I proceeded a bit hesitantly, because sometimes things get lost in translation in recipes from abroad, and the ingredients can be a bit different; in particular, flour can be harder or soften than ours, eggs larger or smaller, and butter can have different butterfat content. So there are perils.
As it turned out, the recipe was easy to make, and the cookies are among the best I’ve ever tried. They have a wonderful buttery crispiness, and they melt in your mouth. Really! I can hardly wait to move on to the next recipe, called “Coconut Dreams.” So here is the recipe for “Sugar Dreams.”
Preheat oven to 300 degrees.
7 tablespoons butter, softened
1-1/4 cups sugar
1 teaspoon vanilla extract
1/3 cup vegetable oil (I used canola)
2 teaspoons baking powder
1-2/3 cups all-purpose flour
25 almonds, halved, or sliced almonds
Beat the butter, sugar and vanilla until light and fluffy. Gradually add the oil. Combine the baking powder with the flour, and beat into the butter mixture. Knead the dough briefly to make sure it’s homogeneous.
Divide the dough in half. Roll each piece into a rope. Cut each rope into 25 pieces and roll into balls. Place on a greased or parchment-lined baking sheet. Press an almond half or sliver in each ball.
Bake for around 20 minutes. They will very lightly brown, and the bottom will be golden.

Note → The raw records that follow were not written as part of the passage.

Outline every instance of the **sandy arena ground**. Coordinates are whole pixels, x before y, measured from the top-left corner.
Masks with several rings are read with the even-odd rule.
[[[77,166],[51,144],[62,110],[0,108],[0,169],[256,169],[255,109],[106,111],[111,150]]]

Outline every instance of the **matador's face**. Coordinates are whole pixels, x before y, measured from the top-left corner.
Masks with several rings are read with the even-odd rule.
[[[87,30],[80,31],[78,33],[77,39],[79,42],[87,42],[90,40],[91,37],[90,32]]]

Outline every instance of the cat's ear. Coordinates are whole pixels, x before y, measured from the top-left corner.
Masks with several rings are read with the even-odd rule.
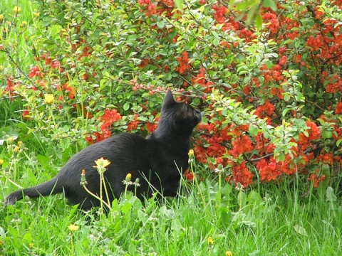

Note: If you can find it, you can use one teaspoon baking ammonia (hornsalt) instead of the baking powder. This would have been the more traditional leavening. Also, I think these would be delicious with pistachios or hazelnuts. Or dipped in dark chocolate. Or?
Meanwhile, the garden is growing–we have had plenty of rain this spring, and as I have been working on this, a storm blew up and I heard tornado sirens blaring from the next town. Nothing came of it, though. Roses are starting to bloom, and the clematis are starting to make a show. In the above picture is a cluster of Seven Sisters roses, after a rainstorm.